Je lisais hier ces paroles de l’Internelle Consolacion: «Qui vrayement désire la gloire vraye et pardurable ne tient compte de la temporelle; qui ne la mesprise en son cueur, il se monstre vrayement qu’il n’ayme pas la célestielle», et j’ai pensé: Merci, mon Dieu, d’avoir élu Jérôme pour cette gloire célestielle auprès de laquelle l’autre n’est rien.

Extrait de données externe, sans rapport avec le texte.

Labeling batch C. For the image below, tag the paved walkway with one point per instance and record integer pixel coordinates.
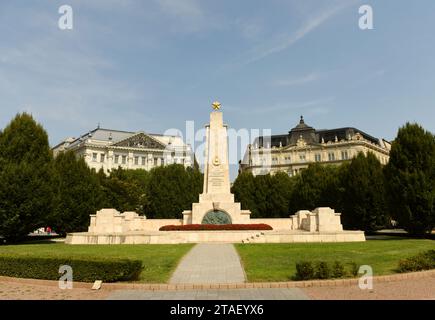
(418, 288)
(212, 294)
(210, 263)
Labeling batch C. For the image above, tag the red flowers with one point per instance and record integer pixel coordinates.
(211, 227)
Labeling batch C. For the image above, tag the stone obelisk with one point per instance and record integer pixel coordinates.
(216, 198)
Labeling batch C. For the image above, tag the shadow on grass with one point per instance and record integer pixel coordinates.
(31, 240)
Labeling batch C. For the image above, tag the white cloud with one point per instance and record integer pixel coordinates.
(285, 41)
(309, 107)
(297, 81)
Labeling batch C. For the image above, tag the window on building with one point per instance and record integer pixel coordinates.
(344, 155)
(331, 156)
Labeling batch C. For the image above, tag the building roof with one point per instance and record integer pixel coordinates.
(313, 136)
(102, 135)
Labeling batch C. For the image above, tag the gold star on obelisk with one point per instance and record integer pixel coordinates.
(216, 105)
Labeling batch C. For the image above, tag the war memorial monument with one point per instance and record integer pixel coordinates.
(216, 206)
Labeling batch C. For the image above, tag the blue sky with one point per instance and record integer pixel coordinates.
(151, 65)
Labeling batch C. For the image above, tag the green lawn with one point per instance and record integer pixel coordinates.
(159, 260)
(276, 262)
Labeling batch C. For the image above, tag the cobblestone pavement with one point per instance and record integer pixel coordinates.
(210, 263)
(409, 289)
(212, 294)
(423, 288)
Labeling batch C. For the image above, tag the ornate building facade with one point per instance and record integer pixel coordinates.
(109, 149)
(304, 145)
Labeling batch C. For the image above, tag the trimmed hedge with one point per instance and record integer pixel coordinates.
(212, 227)
(309, 270)
(83, 270)
(422, 261)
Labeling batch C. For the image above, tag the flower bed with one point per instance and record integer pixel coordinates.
(212, 227)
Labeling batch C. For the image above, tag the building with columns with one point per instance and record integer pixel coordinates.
(109, 149)
(303, 145)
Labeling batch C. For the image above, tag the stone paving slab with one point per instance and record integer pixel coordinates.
(210, 263)
(217, 294)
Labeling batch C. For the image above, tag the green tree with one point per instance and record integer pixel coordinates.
(316, 186)
(280, 192)
(244, 192)
(266, 196)
(363, 197)
(77, 194)
(172, 189)
(124, 190)
(410, 176)
(25, 183)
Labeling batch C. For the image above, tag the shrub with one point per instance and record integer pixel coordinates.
(83, 270)
(309, 270)
(354, 268)
(422, 261)
(322, 270)
(304, 270)
(212, 227)
(337, 269)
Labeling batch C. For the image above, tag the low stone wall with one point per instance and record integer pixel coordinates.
(156, 224)
(234, 236)
(275, 223)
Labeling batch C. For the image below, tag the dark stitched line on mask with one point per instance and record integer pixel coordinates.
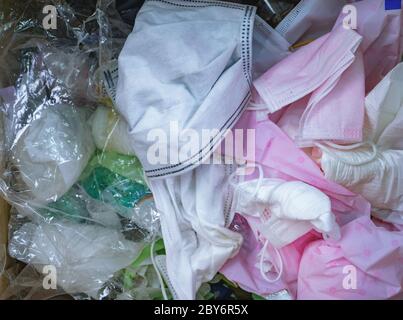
(201, 151)
(229, 196)
(204, 4)
(225, 126)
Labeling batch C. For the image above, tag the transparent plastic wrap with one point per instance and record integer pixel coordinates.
(82, 210)
(79, 207)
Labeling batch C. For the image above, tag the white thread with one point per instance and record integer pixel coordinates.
(325, 146)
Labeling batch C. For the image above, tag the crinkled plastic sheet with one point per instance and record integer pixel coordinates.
(85, 211)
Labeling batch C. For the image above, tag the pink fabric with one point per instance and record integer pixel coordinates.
(382, 43)
(280, 158)
(376, 254)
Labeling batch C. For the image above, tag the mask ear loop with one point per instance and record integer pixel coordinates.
(263, 255)
(325, 146)
(162, 284)
(259, 180)
(280, 261)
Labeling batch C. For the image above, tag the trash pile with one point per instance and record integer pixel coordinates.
(202, 149)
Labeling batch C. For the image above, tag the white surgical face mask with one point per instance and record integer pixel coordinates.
(310, 19)
(374, 168)
(269, 47)
(288, 209)
(200, 81)
(193, 209)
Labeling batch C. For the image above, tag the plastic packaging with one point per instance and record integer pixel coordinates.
(86, 212)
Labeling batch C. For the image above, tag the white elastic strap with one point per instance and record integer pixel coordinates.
(270, 6)
(161, 281)
(279, 269)
(325, 146)
(257, 107)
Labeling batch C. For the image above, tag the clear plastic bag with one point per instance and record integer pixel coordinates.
(85, 211)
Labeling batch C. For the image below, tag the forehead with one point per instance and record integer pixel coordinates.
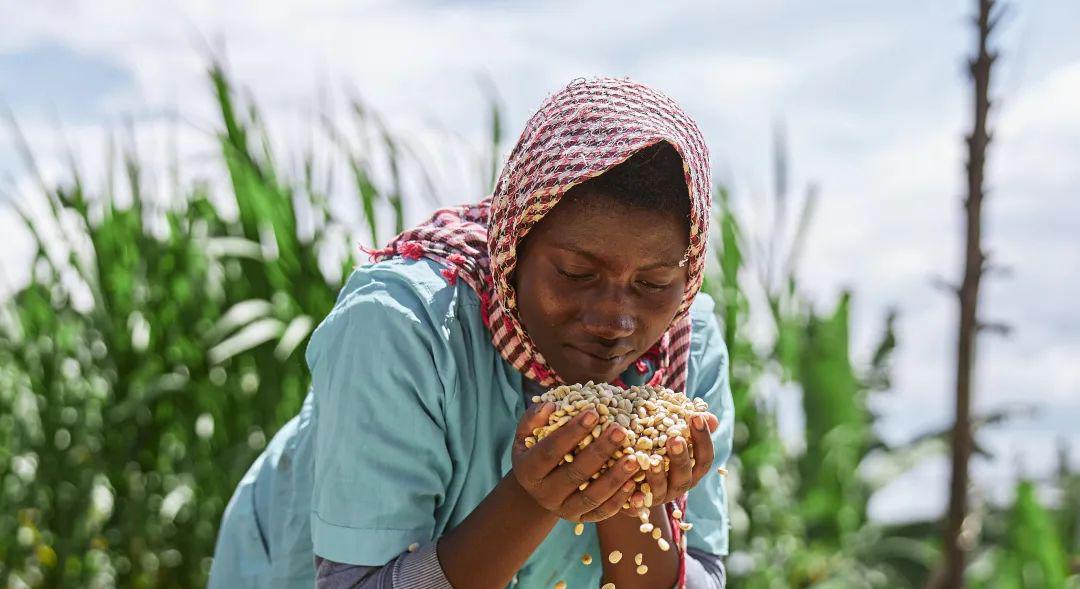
(609, 229)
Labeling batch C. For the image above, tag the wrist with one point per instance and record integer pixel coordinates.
(525, 502)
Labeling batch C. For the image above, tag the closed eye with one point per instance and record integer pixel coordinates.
(652, 285)
(574, 276)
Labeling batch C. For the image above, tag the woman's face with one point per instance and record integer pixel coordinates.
(598, 282)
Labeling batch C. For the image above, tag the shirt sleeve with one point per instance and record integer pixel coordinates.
(707, 502)
(379, 373)
(419, 570)
(704, 571)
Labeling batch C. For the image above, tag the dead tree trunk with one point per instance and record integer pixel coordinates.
(955, 543)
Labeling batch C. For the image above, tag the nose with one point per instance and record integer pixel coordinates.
(608, 318)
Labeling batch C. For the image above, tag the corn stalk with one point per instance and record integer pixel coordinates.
(956, 540)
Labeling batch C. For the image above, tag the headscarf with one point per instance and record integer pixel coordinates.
(578, 133)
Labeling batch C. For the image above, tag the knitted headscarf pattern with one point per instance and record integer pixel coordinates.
(578, 133)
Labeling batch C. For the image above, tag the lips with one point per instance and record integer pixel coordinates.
(595, 357)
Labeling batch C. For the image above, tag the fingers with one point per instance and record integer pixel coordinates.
(544, 456)
(610, 507)
(700, 431)
(566, 479)
(605, 495)
(679, 472)
(536, 417)
(712, 420)
(658, 485)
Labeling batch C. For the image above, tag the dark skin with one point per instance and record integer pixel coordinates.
(597, 283)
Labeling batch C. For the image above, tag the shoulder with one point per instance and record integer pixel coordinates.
(705, 329)
(709, 353)
(407, 298)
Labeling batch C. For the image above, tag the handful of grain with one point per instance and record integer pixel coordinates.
(650, 415)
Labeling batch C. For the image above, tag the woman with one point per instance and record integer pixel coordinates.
(407, 468)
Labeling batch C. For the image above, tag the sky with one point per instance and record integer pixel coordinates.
(873, 98)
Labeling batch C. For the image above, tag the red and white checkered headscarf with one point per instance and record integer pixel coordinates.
(578, 133)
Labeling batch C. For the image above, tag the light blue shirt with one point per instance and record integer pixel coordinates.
(408, 426)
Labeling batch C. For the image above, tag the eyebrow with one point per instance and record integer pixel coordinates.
(594, 257)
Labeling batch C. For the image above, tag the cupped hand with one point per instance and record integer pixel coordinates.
(554, 486)
(683, 473)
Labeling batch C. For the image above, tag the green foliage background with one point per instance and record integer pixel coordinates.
(125, 425)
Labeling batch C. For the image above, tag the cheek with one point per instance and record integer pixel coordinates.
(662, 310)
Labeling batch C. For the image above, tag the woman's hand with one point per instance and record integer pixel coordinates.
(555, 487)
(682, 476)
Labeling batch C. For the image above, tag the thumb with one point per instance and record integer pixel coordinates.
(536, 417)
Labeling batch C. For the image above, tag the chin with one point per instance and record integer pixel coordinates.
(580, 374)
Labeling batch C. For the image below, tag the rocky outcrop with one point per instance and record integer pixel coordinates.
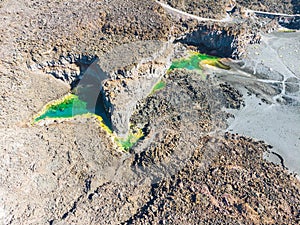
(132, 78)
(114, 83)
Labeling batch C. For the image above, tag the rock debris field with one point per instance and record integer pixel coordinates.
(152, 112)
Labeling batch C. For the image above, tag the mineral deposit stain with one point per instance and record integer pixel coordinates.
(67, 107)
(196, 62)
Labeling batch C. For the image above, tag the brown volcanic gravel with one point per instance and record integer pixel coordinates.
(236, 186)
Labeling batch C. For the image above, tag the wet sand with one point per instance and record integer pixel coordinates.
(268, 78)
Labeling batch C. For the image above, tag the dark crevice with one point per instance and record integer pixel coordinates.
(212, 42)
(73, 208)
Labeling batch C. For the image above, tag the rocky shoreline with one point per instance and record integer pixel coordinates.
(192, 166)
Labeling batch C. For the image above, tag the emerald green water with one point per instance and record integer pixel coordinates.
(194, 62)
(158, 86)
(69, 107)
(72, 105)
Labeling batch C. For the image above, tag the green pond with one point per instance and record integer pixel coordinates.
(71, 105)
(68, 107)
(196, 61)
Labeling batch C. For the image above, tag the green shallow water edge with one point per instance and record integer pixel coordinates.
(71, 105)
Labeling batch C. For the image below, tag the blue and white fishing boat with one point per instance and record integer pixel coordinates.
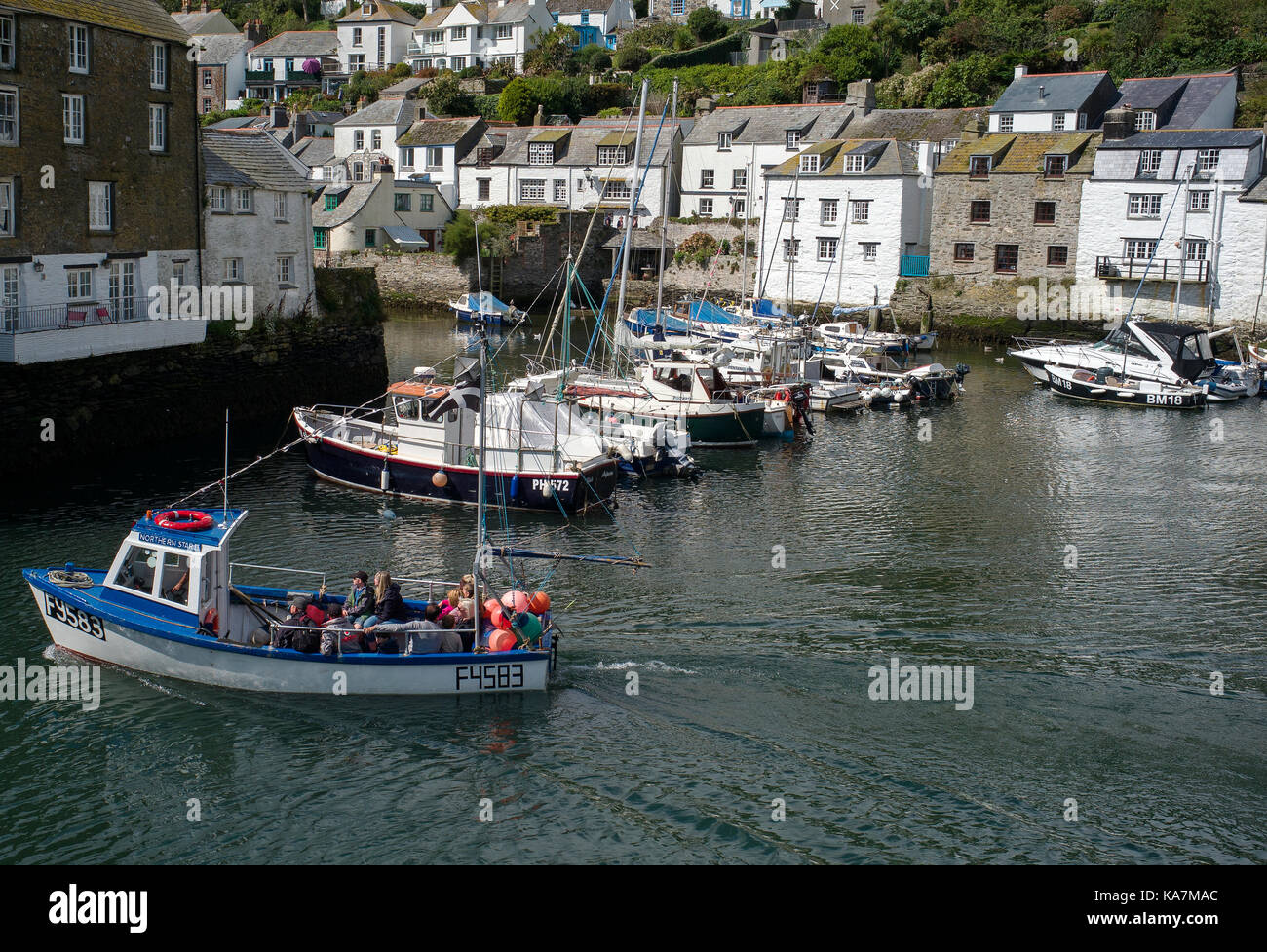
(482, 305)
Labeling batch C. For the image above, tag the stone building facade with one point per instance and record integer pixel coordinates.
(99, 176)
(1008, 207)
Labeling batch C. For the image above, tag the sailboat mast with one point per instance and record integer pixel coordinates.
(634, 197)
(664, 207)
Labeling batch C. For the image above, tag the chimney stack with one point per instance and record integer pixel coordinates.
(861, 95)
(1119, 123)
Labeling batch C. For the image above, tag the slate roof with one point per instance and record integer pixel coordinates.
(1021, 153)
(1189, 138)
(251, 159)
(142, 17)
(1178, 100)
(1062, 93)
(384, 111)
(577, 151)
(315, 152)
(298, 43)
(354, 200)
(439, 132)
(218, 49)
(887, 157)
(197, 21)
(769, 124)
(381, 12)
(913, 124)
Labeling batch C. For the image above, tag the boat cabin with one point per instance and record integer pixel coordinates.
(176, 572)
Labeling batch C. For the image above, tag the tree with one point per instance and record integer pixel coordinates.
(554, 51)
(708, 24)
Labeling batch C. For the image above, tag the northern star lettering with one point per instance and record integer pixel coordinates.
(99, 906)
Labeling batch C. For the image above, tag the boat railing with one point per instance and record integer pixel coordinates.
(275, 568)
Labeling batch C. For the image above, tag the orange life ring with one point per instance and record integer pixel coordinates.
(184, 520)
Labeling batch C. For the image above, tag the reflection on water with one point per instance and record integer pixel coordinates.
(1094, 565)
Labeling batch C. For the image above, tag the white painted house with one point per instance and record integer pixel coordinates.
(1059, 101)
(257, 220)
(366, 139)
(375, 36)
(727, 149)
(839, 216)
(478, 34)
(1185, 211)
(574, 168)
(430, 149)
(595, 20)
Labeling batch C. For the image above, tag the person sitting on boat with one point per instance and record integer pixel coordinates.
(388, 604)
(358, 605)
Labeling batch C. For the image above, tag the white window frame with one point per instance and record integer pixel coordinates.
(100, 207)
(159, 66)
(8, 41)
(9, 94)
(540, 153)
(72, 119)
(157, 127)
(1144, 206)
(8, 212)
(75, 62)
(77, 290)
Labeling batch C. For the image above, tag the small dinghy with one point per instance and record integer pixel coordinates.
(1107, 386)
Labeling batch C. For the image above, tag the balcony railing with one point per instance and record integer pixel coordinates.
(913, 266)
(70, 317)
(1160, 269)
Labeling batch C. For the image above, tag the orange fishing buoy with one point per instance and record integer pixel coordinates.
(502, 641)
(518, 600)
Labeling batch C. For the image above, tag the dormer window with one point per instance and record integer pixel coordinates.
(541, 153)
(612, 155)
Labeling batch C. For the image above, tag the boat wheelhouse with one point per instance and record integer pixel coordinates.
(540, 453)
(170, 605)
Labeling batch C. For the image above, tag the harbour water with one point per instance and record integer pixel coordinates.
(1094, 566)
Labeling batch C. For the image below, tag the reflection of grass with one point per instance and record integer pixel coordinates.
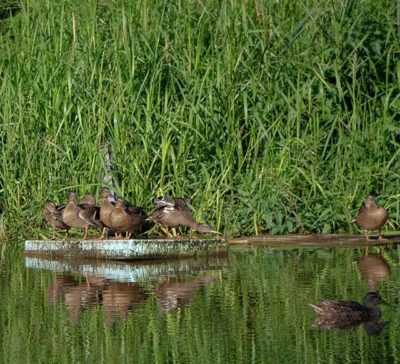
(254, 310)
(273, 117)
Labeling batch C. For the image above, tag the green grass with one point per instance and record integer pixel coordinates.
(271, 116)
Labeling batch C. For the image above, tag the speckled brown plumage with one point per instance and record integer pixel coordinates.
(371, 216)
(129, 219)
(53, 215)
(343, 314)
(106, 208)
(89, 199)
(80, 216)
(174, 212)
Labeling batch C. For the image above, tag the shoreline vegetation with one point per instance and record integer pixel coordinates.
(271, 116)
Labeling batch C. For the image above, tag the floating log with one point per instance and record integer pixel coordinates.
(315, 240)
(127, 249)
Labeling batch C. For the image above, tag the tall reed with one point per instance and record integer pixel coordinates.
(271, 116)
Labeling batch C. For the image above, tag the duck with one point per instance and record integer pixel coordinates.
(81, 216)
(89, 199)
(53, 215)
(342, 314)
(129, 219)
(106, 209)
(371, 216)
(172, 212)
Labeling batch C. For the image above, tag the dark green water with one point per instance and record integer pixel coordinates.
(250, 307)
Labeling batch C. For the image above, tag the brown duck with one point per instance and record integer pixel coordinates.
(106, 209)
(174, 212)
(127, 218)
(346, 314)
(80, 216)
(371, 216)
(53, 215)
(89, 199)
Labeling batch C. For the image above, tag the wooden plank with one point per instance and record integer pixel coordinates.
(127, 249)
(315, 240)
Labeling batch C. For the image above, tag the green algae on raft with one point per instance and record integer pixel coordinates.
(127, 249)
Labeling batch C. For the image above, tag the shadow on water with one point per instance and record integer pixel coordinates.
(120, 287)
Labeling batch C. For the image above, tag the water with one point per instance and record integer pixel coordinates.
(249, 307)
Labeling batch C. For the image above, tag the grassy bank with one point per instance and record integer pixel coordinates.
(272, 116)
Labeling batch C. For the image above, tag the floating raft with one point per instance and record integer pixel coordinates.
(127, 249)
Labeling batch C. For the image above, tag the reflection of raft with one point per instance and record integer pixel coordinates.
(134, 271)
(127, 249)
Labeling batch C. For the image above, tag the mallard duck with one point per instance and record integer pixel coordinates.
(81, 216)
(89, 199)
(106, 209)
(371, 216)
(174, 212)
(350, 312)
(129, 219)
(53, 215)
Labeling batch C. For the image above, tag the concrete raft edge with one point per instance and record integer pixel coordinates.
(123, 249)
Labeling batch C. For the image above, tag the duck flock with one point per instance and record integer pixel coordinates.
(118, 218)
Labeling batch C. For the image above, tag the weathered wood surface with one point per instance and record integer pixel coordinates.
(128, 271)
(127, 249)
(328, 240)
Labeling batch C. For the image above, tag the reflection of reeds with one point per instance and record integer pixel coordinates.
(374, 269)
(265, 114)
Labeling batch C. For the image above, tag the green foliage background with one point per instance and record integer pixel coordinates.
(272, 116)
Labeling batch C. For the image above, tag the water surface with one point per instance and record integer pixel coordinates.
(249, 307)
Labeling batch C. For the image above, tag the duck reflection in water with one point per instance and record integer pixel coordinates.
(173, 293)
(118, 298)
(374, 269)
(348, 314)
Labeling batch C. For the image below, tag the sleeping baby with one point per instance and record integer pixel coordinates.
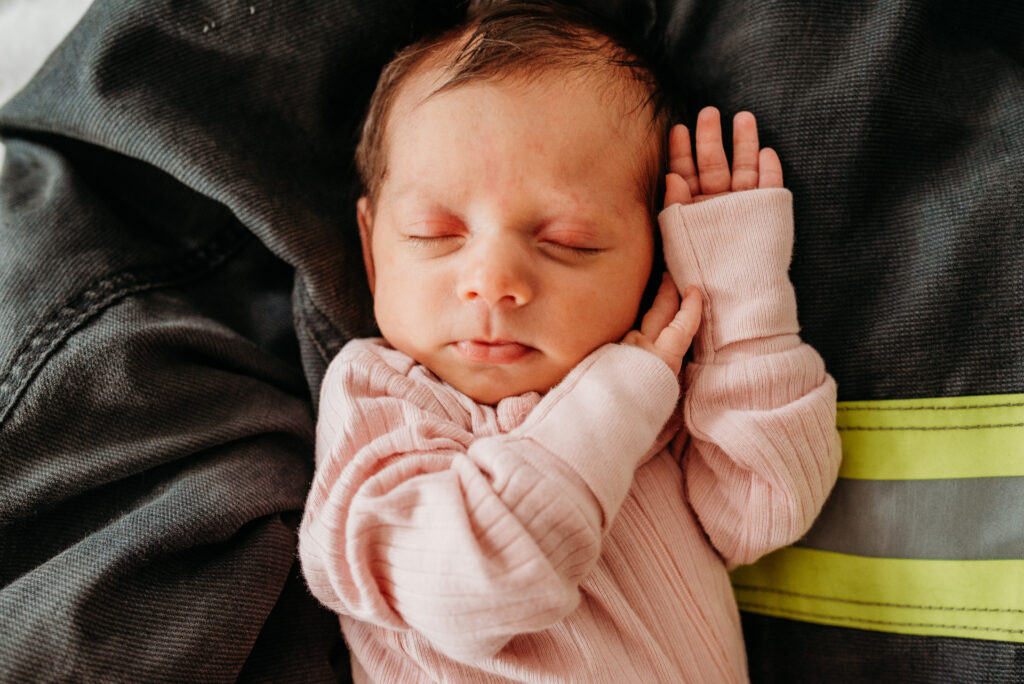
(518, 481)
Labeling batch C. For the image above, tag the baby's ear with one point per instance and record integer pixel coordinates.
(364, 215)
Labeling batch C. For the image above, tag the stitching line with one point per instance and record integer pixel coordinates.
(864, 621)
(965, 408)
(95, 298)
(928, 428)
(782, 592)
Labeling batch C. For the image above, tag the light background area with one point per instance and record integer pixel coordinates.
(29, 32)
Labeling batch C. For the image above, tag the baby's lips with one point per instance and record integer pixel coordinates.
(500, 351)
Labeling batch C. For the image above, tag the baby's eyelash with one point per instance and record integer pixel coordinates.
(581, 251)
(428, 240)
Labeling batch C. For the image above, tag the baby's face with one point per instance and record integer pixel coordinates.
(509, 239)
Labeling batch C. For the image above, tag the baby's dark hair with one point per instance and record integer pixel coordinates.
(524, 40)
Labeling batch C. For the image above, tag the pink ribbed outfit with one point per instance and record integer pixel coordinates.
(582, 536)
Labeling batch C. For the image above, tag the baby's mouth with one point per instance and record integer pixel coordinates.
(492, 351)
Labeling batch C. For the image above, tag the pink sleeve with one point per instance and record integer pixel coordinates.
(412, 522)
(760, 410)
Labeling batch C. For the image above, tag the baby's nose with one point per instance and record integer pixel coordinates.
(497, 274)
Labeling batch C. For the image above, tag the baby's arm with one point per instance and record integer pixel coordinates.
(760, 410)
(414, 523)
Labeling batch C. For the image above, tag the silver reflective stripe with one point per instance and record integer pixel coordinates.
(953, 519)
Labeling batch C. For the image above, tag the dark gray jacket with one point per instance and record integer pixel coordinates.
(178, 261)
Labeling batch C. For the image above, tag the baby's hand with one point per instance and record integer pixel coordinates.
(752, 166)
(668, 328)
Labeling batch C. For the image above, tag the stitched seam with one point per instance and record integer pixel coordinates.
(964, 408)
(928, 427)
(782, 592)
(95, 298)
(864, 621)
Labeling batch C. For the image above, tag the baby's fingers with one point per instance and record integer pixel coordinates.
(744, 152)
(676, 338)
(770, 169)
(662, 310)
(712, 163)
(681, 159)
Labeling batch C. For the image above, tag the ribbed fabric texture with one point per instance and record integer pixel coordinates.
(572, 537)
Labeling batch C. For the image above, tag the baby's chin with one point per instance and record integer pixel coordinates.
(492, 391)
(492, 384)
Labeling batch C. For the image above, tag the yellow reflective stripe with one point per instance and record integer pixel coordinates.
(976, 599)
(933, 438)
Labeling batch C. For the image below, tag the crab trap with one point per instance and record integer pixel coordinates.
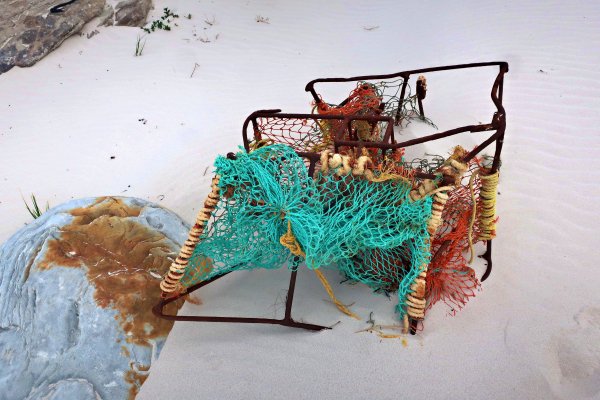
(335, 189)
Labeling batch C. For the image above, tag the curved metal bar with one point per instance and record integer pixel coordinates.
(404, 74)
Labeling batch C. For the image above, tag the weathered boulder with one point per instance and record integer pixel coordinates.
(30, 29)
(76, 290)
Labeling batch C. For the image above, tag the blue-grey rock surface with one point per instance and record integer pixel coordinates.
(30, 29)
(76, 290)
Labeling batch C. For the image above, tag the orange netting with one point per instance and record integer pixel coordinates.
(449, 277)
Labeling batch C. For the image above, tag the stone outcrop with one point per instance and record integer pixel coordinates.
(30, 29)
(76, 290)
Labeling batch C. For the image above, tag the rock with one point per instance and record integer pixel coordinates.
(29, 30)
(76, 290)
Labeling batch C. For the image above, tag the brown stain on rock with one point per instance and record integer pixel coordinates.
(120, 255)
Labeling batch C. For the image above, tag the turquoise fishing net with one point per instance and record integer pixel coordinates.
(370, 231)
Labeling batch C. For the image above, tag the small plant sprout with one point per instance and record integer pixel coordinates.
(139, 46)
(163, 22)
(34, 210)
(264, 20)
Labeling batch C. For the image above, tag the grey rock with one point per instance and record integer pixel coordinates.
(29, 31)
(76, 287)
(132, 12)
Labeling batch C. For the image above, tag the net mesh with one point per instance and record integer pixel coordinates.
(378, 98)
(450, 278)
(371, 231)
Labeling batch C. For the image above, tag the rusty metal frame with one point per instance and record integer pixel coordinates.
(497, 124)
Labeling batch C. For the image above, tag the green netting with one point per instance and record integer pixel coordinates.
(371, 231)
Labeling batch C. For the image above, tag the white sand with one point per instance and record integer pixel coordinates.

Les semaines, les mois s’écoulaient dans des occupations monotones; mais, ne pouvant raccrocher ma pensée qu’à des souvenirs ou à des espoirs, à peine m’apercevais-je de la lenteur du temps, de la longueur des heures.
Mon oncle et Alissa devaient aller, en juin, rejoindre, aux environs de Nîmes, Juliette, qui attendait un enfant vers cette époque. Des nouvelles un peu moins bonnes les firent précipiter leur départ.
Ta dernière lettre, adressée au Havre, m’écrivit Alissa, est arrivée lorsque nous venions d’en partir. Comment expliquer qu’elle ne m’ait rejointe ici que huit jours après? Toute la semaine j’ai eu une âme incomplète, transie, douteuse, diminuée. Ô mon frère! je ne suis vraiment moi, plus que moi, qu’avec toi…
Juliette va de nouveau bien; nous attendons sa délivrance d’un jour à l’autre, et sans trop d’inquiétude. Elle sait que je t’écris ce matin; le lendemain de notre arrivée à Aigues-Vives elle m’a demandé: – Et Jérôme, que devient-il… Il t’écrit toujours?… et comme je n’ai pu lui mentir: Quand tu lui écriras, dis-lui que… elle a hésité un instant, puis, en souriant très doucement:… je suis guérie.